Run the proxy next to the agent workload and use network controls (Kubernetes NetworkPolicy, iptables, or container networking) to block the agent’s direct internet access. The stronger pattern is a separate companion proxy that the agent can reach but the internet cannot bypass. A same-pod sidecar is still useful for quick rollout, but it relies on the agent honoring proxy settings.

┌─────────────────────────┐
│  Pod / VM               │
│  ┌───────┐  ┌────────┐  │
│  │ Agent │──│ Proxy  │──── Internet
│  └───────┘  └────────┘  │
│  (no direct egress)     │
└─────────────────────────┘

For Pipelock v2.2.0, pipelock init sidecar --inject-spec generates the enforced companion-proxy form of this pattern for Kubernetes workloads. It emits the proxy Deployment, Service, NetworkPolicies, and bound workload identity in one pass. See Pipelock Kubernetes companion proxy.

Hook-based

Some agent frameworks support hooks that intercept tool calls before execution. The hook sends the request through the proxy for scanning. This works for MCP traffic and agent-specific actions (file writes, shell commands) that never touch the network directly.

# Claude Code: one-command setup
pipelock claude setup

How Pipelock works as an AI egress proxy

Pipelock is an open-source AI egress proxy and agent firewall. It handles HTTP, MCP, and WebSocket traffic in a single binary.

DLP scanning. 48 credential patterns with checksum validators. Decodes base64, hex, and URL encoding before matching. Scans environment variable values with Shannon entropy filtering.

Injection detection. Multi-pass normalization pipeline scans HTTP responses and MCP tool responses for prompt injection patterns.

SSRF protection. Blocks private IPs, metadata endpoints, and DNS rebinding.

MCP proxy. Wraps MCP server commands. Scans tool descriptions for poisoning, arguments for credential leaks, and responses for injection.

Audit logging. Structured JSON logs for every scan decision. Ship to your SIEM for incident response.

# Install
brew install luckyPipewrench/tap/pipelock

# Run as HTTP proxy
pipelock run --config pipelock.yaml

# Route agent traffic through it
export HTTPS_PROXY=http://127.0.0.1:8888

# Or set up Claude Code with hooks + MCP proxy
pipelock claude setup

Other egress proxy approaches

Not every egress proxy does the same thing. iron-proxy focuses on domain allowlisting and boundary secret rewriting, where the proxy holds real credentials and the agent only sees placeholder tokens. That is a different design from content inspection. Cloudflare Sandboxes ships native domain filtering, credential injection, and programmable outbound handlers at the infrastructure layer for agents running on Cloudflare. That covers where traffic goes and how credentials flow. Cloudflare’s public docs do not describe built-in content-layer scanning for credentials, injection, or tool poisoning.

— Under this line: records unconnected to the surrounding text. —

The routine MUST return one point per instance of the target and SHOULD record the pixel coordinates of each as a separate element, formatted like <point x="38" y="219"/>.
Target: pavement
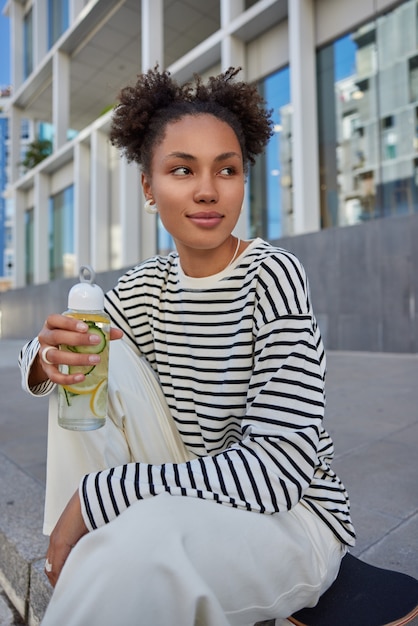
<point x="372" y="415"/>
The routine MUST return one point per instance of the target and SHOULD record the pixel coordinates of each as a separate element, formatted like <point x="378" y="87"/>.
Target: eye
<point x="227" y="171"/>
<point x="182" y="170"/>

Frequently asked questions

What is an AI egress proxy?

An AI egress proxy is a forward proxy that sits between AI agents and the internet. All outbound HTTP, MCP, and WebSocket traffic from the agent passes through the proxy, which inspects requests for credential leaks, prompt injection, SSRF, and policy violations before forwarding them.

Why do AI agents need egress control?

AI agents have API keys, shell access, and the ability to make arbitrary network requests. A prompt injection or malicious MCP tool can instruct the agent to exfiltrate credentials via HTTP, DNS, or tool arguments. Without egress control, there is no enforcement point to block this traffic before it leaves your network.

How is an AI egress proxy different from a traditional proxy?

A traditional forward proxy routes and caches HTTP traffic. An AI egress proxy adds content inspection tuned for agent threats: DLP scanning for API keys and tokens (with base64/hex/URL decoding), prompt injection detection in responses, SSRF blocking, MCP protocol awareness, and per-domain rate limiting. It understands what agents do and what attackers try to extract through them.